The district court granted summary judgment for the Postal Service. The court reasoned that Huppert could not prove that he was disabled within the meaning of the Rehabilitation Act because he was not substantially limited in the major life activity of working and his impairments did not create an inference that his supervisors regarded him as disabled. The court also concluded that Huppert’s treatment by his supervisors was not sufficiently severe or pervasive to support a claim of hostile work environment. Finally, the court rejected Huppert’s claim that he suffered retaliation as a result of his EEO complaint and union grievances because the actions Huppert identified as retaliatory were not materially adverse.

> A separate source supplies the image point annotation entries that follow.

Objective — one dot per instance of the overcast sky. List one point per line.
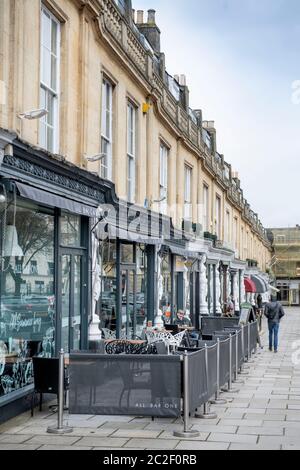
(241, 59)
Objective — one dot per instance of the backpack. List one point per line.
(274, 312)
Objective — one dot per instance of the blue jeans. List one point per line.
(273, 330)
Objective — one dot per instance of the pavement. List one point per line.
(263, 415)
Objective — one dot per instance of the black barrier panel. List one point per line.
(224, 362)
(233, 355)
(212, 379)
(201, 343)
(253, 335)
(197, 380)
(125, 385)
(211, 324)
(240, 350)
(246, 341)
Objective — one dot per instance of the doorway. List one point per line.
(73, 285)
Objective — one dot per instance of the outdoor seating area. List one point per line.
(161, 376)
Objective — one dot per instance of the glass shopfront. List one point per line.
(165, 301)
(32, 238)
(132, 312)
(27, 297)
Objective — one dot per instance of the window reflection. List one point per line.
(70, 226)
(165, 302)
(26, 292)
(107, 300)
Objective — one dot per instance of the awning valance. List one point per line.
(176, 250)
(249, 286)
(53, 200)
(260, 284)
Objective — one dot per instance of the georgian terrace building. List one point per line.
(115, 205)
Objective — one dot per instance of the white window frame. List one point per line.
(163, 177)
(131, 150)
(227, 226)
(106, 134)
(188, 175)
(235, 233)
(206, 208)
(46, 87)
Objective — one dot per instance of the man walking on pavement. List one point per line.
(274, 313)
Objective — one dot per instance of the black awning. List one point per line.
(176, 250)
(136, 237)
(53, 200)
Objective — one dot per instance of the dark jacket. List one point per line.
(274, 312)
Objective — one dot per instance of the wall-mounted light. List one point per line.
(33, 114)
(146, 107)
(95, 158)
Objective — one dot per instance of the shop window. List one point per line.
(70, 230)
(127, 255)
(33, 267)
(165, 301)
(26, 306)
(141, 289)
(106, 305)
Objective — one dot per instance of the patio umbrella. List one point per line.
(249, 286)
(260, 284)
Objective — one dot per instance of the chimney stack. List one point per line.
(151, 17)
(149, 29)
(140, 17)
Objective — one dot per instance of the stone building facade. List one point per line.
(136, 212)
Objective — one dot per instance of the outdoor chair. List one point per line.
(45, 376)
(134, 378)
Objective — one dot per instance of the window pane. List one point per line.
(50, 139)
(54, 38)
(106, 306)
(53, 72)
(70, 226)
(46, 72)
(126, 253)
(50, 108)
(27, 304)
(46, 30)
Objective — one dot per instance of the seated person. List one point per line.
(167, 314)
(182, 320)
(229, 311)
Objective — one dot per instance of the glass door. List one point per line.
(71, 300)
(129, 305)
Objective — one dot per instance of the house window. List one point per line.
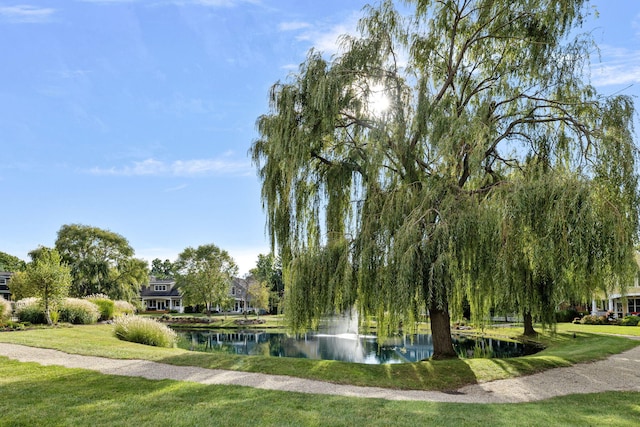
(634, 305)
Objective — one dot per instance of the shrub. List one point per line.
(144, 330)
(79, 311)
(567, 315)
(123, 307)
(594, 320)
(30, 310)
(630, 321)
(5, 311)
(106, 306)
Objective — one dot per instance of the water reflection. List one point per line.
(346, 347)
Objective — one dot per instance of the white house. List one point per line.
(163, 295)
(618, 304)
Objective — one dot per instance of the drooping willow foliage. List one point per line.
(437, 199)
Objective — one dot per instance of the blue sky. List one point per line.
(136, 116)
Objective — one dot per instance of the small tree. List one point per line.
(258, 294)
(45, 277)
(204, 275)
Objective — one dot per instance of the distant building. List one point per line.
(163, 295)
(617, 304)
(5, 276)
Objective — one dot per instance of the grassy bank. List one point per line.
(55, 396)
(563, 348)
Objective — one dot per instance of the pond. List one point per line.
(348, 347)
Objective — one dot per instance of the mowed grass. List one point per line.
(53, 396)
(564, 348)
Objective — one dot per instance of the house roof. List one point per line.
(150, 291)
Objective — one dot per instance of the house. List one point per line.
(4, 285)
(239, 292)
(618, 304)
(161, 295)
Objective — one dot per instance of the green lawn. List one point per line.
(39, 395)
(34, 395)
(562, 350)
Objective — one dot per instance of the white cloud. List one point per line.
(177, 188)
(325, 38)
(184, 168)
(293, 26)
(26, 14)
(213, 3)
(619, 66)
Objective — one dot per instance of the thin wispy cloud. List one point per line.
(293, 26)
(619, 66)
(326, 38)
(179, 168)
(177, 188)
(26, 14)
(213, 3)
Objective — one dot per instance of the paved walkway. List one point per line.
(618, 372)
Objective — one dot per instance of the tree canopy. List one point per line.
(398, 210)
(45, 277)
(162, 269)
(268, 270)
(204, 275)
(11, 263)
(101, 261)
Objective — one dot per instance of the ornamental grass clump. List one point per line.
(79, 311)
(123, 307)
(5, 311)
(30, 310)
(104, 303)
(144, 330)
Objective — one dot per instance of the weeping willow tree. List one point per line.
(561, 241)
(393, 210)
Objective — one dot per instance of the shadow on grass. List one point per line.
(54, 396)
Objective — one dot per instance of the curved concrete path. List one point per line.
(618, 372)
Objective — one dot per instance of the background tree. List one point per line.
(205, 275)
(269, 270)
(258, 295)
(393, 210)
(162, 269)
(11, 263)
(101, 261)
(45, 277)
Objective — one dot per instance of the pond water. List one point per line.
(348, 347)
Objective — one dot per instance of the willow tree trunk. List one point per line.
(528, 325)
(441, 332)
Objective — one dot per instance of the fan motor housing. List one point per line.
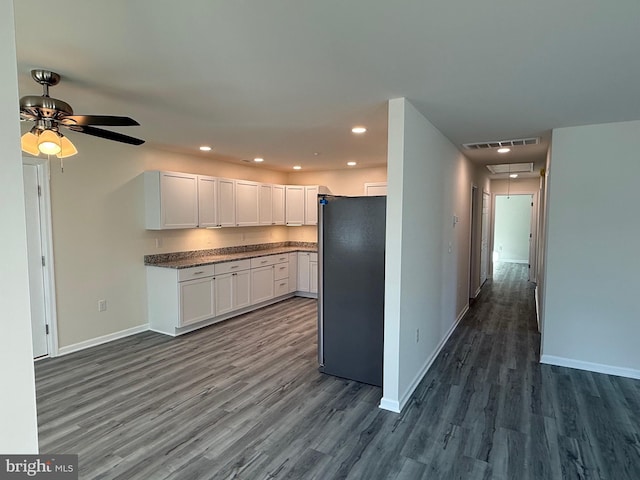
(33, 107)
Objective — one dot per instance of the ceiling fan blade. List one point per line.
(98, 120)
(99, 132)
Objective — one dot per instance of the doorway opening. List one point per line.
(514, 232)
(40, 258)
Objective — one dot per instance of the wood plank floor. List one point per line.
(244, 400)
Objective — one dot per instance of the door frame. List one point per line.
(533, 231)
(44, 177)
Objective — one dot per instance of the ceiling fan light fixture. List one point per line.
(29, 143)
(49, 143)
(67, 149)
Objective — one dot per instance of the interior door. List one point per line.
(35, 257)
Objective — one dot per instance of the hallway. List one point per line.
(244, 400)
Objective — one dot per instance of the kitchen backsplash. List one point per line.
(173, 256)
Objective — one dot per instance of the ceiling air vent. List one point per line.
(517, 142)
(511, 168)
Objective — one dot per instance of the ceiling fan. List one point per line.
(49, 114)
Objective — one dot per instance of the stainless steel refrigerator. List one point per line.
(351, 249)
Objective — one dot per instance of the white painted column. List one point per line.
(18, 423)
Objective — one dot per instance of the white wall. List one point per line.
(591, 312)
(426, 283)
(18, 425)
(512, 227)
(99, 235)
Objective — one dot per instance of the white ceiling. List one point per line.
(286, 79)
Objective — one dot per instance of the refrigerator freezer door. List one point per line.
(353, 247)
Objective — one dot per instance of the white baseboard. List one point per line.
(397, 406)
(537, 308)
(590, 366)
(390, 405)
(76, 347)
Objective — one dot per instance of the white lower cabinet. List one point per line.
(181, 300)
(262, 279)
(293, 272)
(313, 276)
(233, 291)
(197, 300)
(307, 274)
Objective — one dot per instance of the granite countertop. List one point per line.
(198, 258)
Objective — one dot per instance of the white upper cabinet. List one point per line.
(294, 205)
(171, 200)
(246, 203)
(265, 204)
(207, 201)
(278, 205)
(226, 202)
(184, 200)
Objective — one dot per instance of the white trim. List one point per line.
(44, 179)
(390, 405)
(76, 347)
(397, 406)
(535, 291)
(590, 366)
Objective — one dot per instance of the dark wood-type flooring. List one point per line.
(244, 400)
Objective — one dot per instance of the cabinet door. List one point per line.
(246, 203)
(303, 272)
(242, 285)
(207, 199)
(197, 300)
(261, 284)
(265, 204)
(294, 211)
(313, 277)
(226, 202)
(311, 205)
(171, 200)
(278, 204)
(293, 272)
(224, 293)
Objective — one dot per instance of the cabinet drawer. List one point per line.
(195, 272)
(235, 266)
(264, 261)
(282, 271)
(280, 287)
(284, 257)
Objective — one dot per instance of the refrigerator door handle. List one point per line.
(320, 201)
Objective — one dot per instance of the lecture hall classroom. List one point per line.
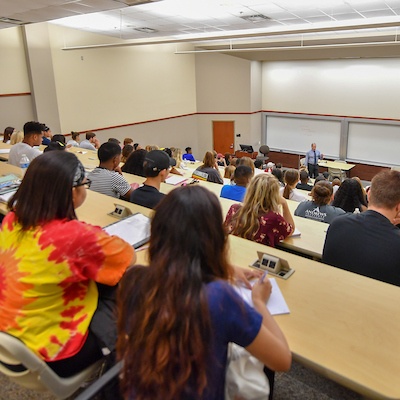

We review a grant of summary judgment de novo, construing all facts and drawing all reasonable inferences in favor of Huppert as the non-moving party. See Cardoso v. Robert Bosch Corp., 427 F.3d 429, 432 (7th Cir.2005). Summary judgment is appropriate if the moving party demonstrates that “there is no genuine issue as to any material fact and that the moving party is entitled to judgment as a matter of law.” Fed.R.Civ.P. 56(c).

On appeal, Huppert first challenges the district court’s determination that he lacked sufficient evidence of a disability as *579 defined in the Rehabilitation Act. A person is disabled under the Act if he “has a physical or mental impairment which substantially limits one or more of such person’s major life activities,” 29 U.S.C. § 705(20)(B)(i), or “is regarded as having such an impairment,” id. § 705(20)(B)(iii). See Burks v. Wis. Dep’t of Transp., 464 F.3d 744, 755 (7th Cir.2006). To constitute a substantial limitation, an impairment must prevent or severely restrict the person from engaging in important life activities, which can include the activity of working. Burks, 464 F.3d at 755-56.

Huppert argues generally that his physical and mental impairments substantially limited him from working, but paradoxically he concedes in his brief on appeal that “he was able to perform his duties as a carrier ... with accommodation.” Notably, Huppert failed to provide any evidence of a substantial limitation.